RCP: Quão eficaz é na verdade?

Na televisão e nos filmes, as pessoas que desmaiam por parada cardíaca e recebem a reanimação cardiorrespiratória (RCP) muitas vezes acordam durante ou após a RCP.

Na vida real, é muito menos provável que as pessoas sejam reanimadas pela RCP em si.
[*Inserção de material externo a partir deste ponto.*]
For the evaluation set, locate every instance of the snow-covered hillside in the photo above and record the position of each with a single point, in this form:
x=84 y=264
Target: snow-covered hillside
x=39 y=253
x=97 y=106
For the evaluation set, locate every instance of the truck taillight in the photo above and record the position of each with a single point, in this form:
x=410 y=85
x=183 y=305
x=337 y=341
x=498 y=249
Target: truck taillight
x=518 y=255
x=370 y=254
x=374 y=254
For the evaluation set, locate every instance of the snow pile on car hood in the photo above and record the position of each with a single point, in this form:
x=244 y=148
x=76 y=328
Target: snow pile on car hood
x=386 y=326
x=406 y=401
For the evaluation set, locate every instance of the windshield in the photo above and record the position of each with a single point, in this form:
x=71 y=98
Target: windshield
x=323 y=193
Em vez disso, a RCP é feita para circular sangue oxigenado dos pulmões para o cérebro e órgãos até que o coração possa ser reiniciado com um desfibrilador, muitas vezes com a ajuda de medicamentos especiais administrados pela equipe de atendimento médico de emergência.

Apenas uma pequena porcentagem das pessoas que sofrem uma parada cardíaca sobreviverá até chegar a um hospital. Mesmo aquelas que chegam ao hospital vivas muitas vezes morrem como resultado do problema cardíaco subjacente. Das pessoas que deixam o hospital, muitas não recuperam sua função mental normal. Os fatores mais importantes que influenciam se a pessoa vai sobreviver a uma parada cardíaca e voltar à vida normal após a alta hospitalar são o início rápido da RCP e da desfibrilação.

Geralmente na televisão ou nos filmes, a RCP é feita em uma pessoa jovem e relativamente saudável, por vezes alguém que sofreu uma lesão séria. Na realidade, a maioria das pessoas que precisam de RCP são adultos de idade mais avançada, que muitas vezes sofrem de muitas doenças subjacentes séria. Estas pessoas têm uma menor probabilidade de êxito após a RCP. Além disso, se a causa de parada cardíaca for uma lesão traumática, a RCP raramente é eficaz.

Na televisão e nos filmes, a pessoa ou morre ou recupera completamente. Na realidade, muitas pessoas que sobrevivem a uma parada cardíaca adquirem incapacidades sérias, como resultado da falta de fluxo sanguíneo para o cérebro.